Discurso de anécdotas y pocas ideas
Es difícil encontrar triunfos más duraderos en la política mexicana que la adecuación a la verticalidad de nuestros gobernantes. La construcción vacía que hace un año emanciparía a México de corrupción, cobró dimensiones metafísicas en cuanto el espejo mostró que tiene otros
rostros además del financiero. Llevamos demasiado tiempo pasando por alto que su sujeto puede ser el lenguaje y también la ética. En el pantano en que nadamos olvidamos que la corrupción de la verdad es la transformación retórica de lo real, para ajustarse al discurso de un gobierno o de un sistema.
Los pantanos permiten un movimiento lento con el que se cree avanzar. Otorgan esperanza en la desesperación. Embisten con la incertidumbre y no dejan salir de ellos. Son entornos variopintos y sistemas perfectamente diseñados para su propia subsistencia.
Entre las mayores deudas de los gobiernos mexicanos está su irresponsabilidad frente a una tarea tan discreta como redituable, la pedagogía política: la enseñanza cívica de lo que es válido.
Si los métodos de un gobierno no soportan su contradicción y a pesar de ello se aceptan por las sociedades, nos enfrentamos a una pedagogía política negativa. Es la tolerancia a lo inadmisible. Se inundan los pantanos cuando ante los negativos de un gobierno, las naturales oposiciones políticas son incapaces de articular una frase de tres líneas que abrace coincidencias.
Hoy se está creando un nuevo sistema fangal. El entorno mexicano se convierte con velocidad en la defensa patológica de lo ínfimo. Se crece lo pequeño para afrontarlo con recursos intelectuales de la menor elaboración: el adjetivo. En cambio, aquello de suficiente envergadura lo tratamos de minúsculo para llevarlo a los terrenos de la superficialidad. Lo que pasa fugazmente y desaparece de la memoria. Es la institucionalización del discurso de anécdotas, de sentires, de pocas ideas.
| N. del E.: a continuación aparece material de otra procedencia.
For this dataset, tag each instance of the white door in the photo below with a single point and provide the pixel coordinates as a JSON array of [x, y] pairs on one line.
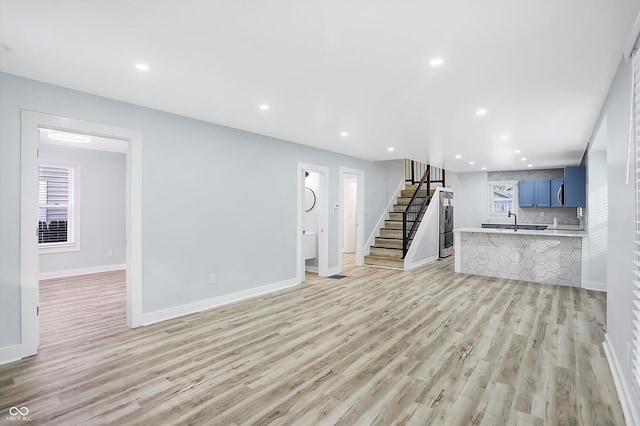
[[350, 200]]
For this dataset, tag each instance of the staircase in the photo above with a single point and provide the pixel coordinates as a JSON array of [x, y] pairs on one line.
[[387, 250], [392, 245]]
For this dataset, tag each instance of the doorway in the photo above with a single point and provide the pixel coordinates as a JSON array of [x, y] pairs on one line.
[[32, 122], [313, 220], [351, 216]]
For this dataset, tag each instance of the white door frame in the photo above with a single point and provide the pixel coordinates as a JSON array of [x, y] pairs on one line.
[[29, 254], [345, 173], [322, 203]]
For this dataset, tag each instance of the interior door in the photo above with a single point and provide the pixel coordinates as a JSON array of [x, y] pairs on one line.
[[350, 195]]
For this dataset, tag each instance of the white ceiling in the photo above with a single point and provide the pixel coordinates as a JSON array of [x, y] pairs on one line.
[[541, 68]]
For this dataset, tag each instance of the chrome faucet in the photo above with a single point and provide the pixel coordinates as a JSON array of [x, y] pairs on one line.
[[515, 221]]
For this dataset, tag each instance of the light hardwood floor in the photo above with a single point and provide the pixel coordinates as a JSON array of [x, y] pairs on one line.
[[381, 347]]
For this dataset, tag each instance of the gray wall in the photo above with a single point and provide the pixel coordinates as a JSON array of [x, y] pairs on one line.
[[102, 209], [470, 194], [620, 200], [214, 199]]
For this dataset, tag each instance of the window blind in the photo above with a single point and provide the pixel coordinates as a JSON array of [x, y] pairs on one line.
[[634, 159], [54, 202]]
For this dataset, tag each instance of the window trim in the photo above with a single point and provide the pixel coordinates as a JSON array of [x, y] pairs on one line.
[[490, 184], [74, 211]]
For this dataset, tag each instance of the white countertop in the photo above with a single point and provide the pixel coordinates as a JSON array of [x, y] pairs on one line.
[[548, 231]]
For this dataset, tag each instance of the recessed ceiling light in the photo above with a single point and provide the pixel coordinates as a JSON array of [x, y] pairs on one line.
[[69, 137]]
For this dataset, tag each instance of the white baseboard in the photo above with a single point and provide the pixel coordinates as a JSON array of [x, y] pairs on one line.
[[595, 286], [149, 318], [10, 353], [630, 404], [333, 271], [81, 271]]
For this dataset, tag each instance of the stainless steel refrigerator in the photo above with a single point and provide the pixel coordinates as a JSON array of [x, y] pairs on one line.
[[446, 223]]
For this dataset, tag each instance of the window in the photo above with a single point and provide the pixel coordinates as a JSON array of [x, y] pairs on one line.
[[502, 198], [58, 206]]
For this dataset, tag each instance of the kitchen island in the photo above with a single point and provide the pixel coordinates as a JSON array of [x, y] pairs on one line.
[[551, 256]]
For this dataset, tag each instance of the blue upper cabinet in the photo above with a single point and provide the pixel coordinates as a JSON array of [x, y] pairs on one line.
[[556, 193], [575, 187], [534, 193], [525, 193], [542, 193]]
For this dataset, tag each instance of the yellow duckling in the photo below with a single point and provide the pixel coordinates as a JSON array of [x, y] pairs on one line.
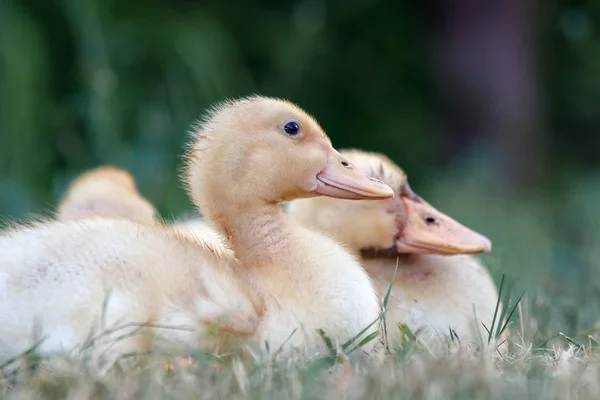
[[433, 291], [64, 279], [105, 192]]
El lenguaje se convirtió en la habitación de lo intrascendente. Nada de lo que se diga es objeto de repercusiones. El Presidente transformó al Holocausto en arbitrariedades. Le hemos admitido una analogía en la que, espero sin darse cuenta, minimizó la peor demencia criminal del siglo XX. La tribuna impregna de un halo con el que se dice cualquier cosa.
En estos meses hemos admitido la xenofobia que antes daba vergüenza, solo que en la vergüenza considerábamos la vertiente del mal. Ahora justificamos lo indolente en el orgullo de la franqueza.
Para ser un país cuya crisis más grave son los derechos humanos, no es objeto de gran escándalo que el gobierno en turno rechace una recomendación de la comisión nacional en la materia. Con su silencio, los compañeros de viaje son cómplices de un antecedente que podríamos ahorrarnos.
Constantemente, la política de lo predecible se exhibe en acciones que cambian de rumbo apenas se manifiesta una resistencia impagable. No es el objeto de la rectificación lo que ha importado, sino cuánto ruido provocó. Se ha querido vender como rectificación democrática el miedo a los costos de la gratuidad.
Gobiernos anteriores enseñaron que la impunidad era un bien nacional. El gobierno actual hace pedagogía política de lo injustificable. El agua turbia de la costumbre.